Extended Data Fig. 7. BAL Cluster Transitions.

34 patients had ≥2 BALs in this study (total 49 BALs were repeat samples). Cluster transitions are shown here, indicating a general transition away from the low-risk Cluster 1 on repeat samples.

Extended Data Fig. 8. Validation Cohort Survival Stratified by BAL Cluster.

A random forest classifier using BAL metagenomic and transcriptomic data was grown using the derivation validation set. The classifier was applied to BAL data from a validation cohort, and 1-year non-relapse mortality was plotted according to cluster assignment and compared using the two-sided log-rank test.

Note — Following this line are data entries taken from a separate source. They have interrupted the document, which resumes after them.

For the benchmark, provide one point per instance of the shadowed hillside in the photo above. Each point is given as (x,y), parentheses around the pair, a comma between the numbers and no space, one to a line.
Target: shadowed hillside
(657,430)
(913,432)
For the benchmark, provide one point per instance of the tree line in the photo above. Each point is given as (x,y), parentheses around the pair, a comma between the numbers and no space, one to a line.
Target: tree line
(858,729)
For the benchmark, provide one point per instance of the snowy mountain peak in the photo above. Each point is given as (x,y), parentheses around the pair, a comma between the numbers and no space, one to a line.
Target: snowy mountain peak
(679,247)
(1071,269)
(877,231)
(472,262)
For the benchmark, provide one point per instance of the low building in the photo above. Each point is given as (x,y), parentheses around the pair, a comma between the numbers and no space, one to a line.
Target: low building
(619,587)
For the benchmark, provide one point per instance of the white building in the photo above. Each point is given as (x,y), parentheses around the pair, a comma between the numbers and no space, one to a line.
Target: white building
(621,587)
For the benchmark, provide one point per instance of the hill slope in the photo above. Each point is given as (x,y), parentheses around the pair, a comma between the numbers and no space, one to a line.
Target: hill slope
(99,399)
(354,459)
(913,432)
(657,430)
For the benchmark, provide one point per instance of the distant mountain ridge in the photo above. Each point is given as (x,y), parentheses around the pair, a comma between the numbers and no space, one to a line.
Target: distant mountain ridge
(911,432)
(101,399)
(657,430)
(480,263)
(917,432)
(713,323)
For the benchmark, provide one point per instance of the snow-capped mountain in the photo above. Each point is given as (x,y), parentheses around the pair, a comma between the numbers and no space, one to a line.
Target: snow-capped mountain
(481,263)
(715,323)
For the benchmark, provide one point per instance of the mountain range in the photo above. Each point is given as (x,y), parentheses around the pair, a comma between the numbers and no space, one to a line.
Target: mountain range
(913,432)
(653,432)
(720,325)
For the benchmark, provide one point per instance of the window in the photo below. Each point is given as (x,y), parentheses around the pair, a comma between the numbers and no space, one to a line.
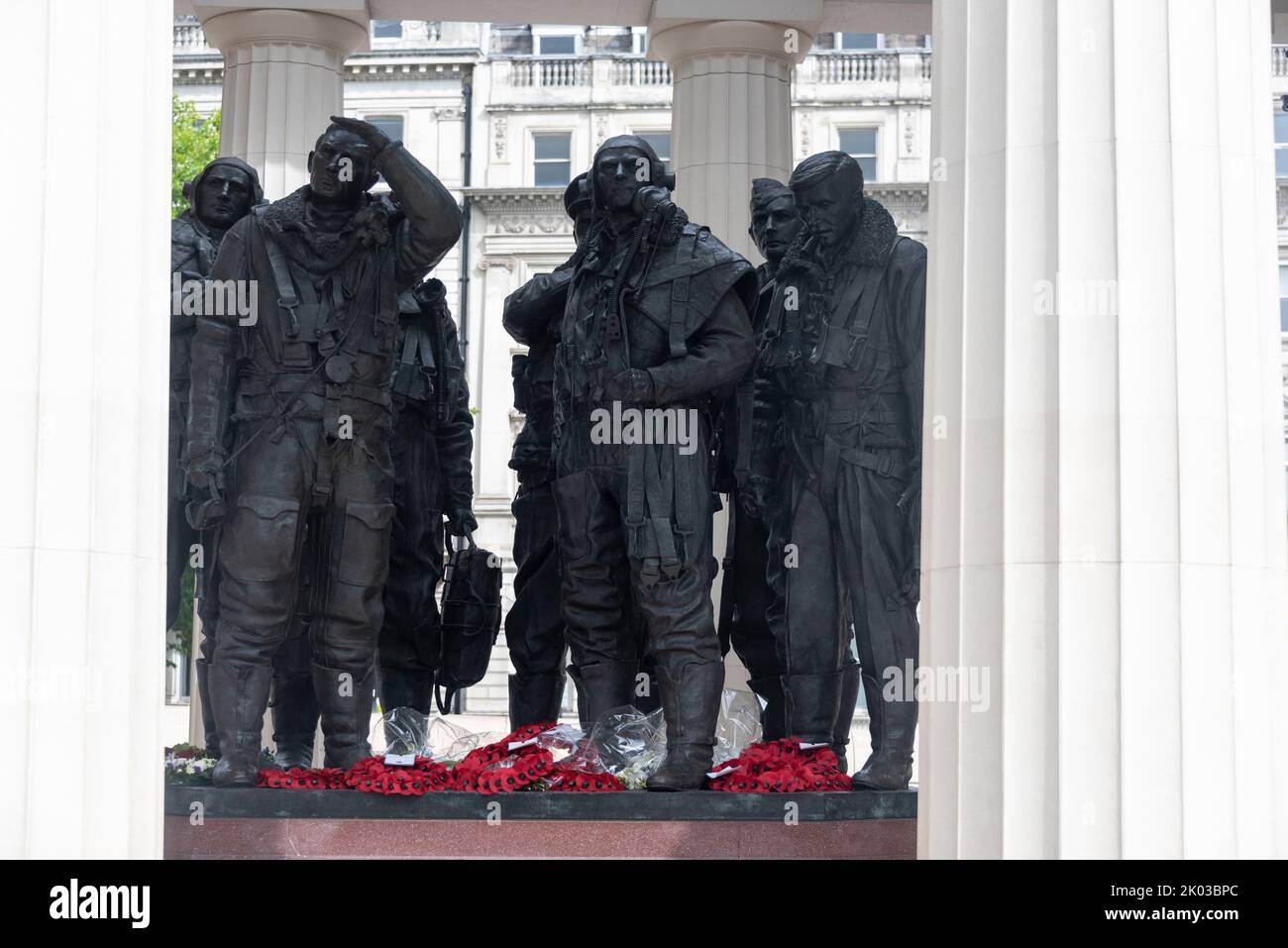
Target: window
(1283,296)
(660,142)
(389,124)
(857,42)
(552,158)
(558,46)
(1282,145)
(861,145)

Extended Data Fig. 9. BAL Cluster Schema.

(a) BAL Cluster 1 was most common, had moderate microbial burden, low rates of infection, predominantly alveolar macrophage-related signaling, and the lowest mortality rates. (b) Cluster 2 showed high rates of microbial burden and bacterial infections, higher neutrophil markers, and moderate mortality. (c) Cluster 3 showed microbiome depletion with enrichment of viruses and fungi and fibroproliferative gene expression. (d) Cluster 4 showed significant microbiome depletion with relative sparing of Staphylococci and enrichment of viruses, commensurate with lymphocytic inflammation, cellular injury, and the highest mortality rate.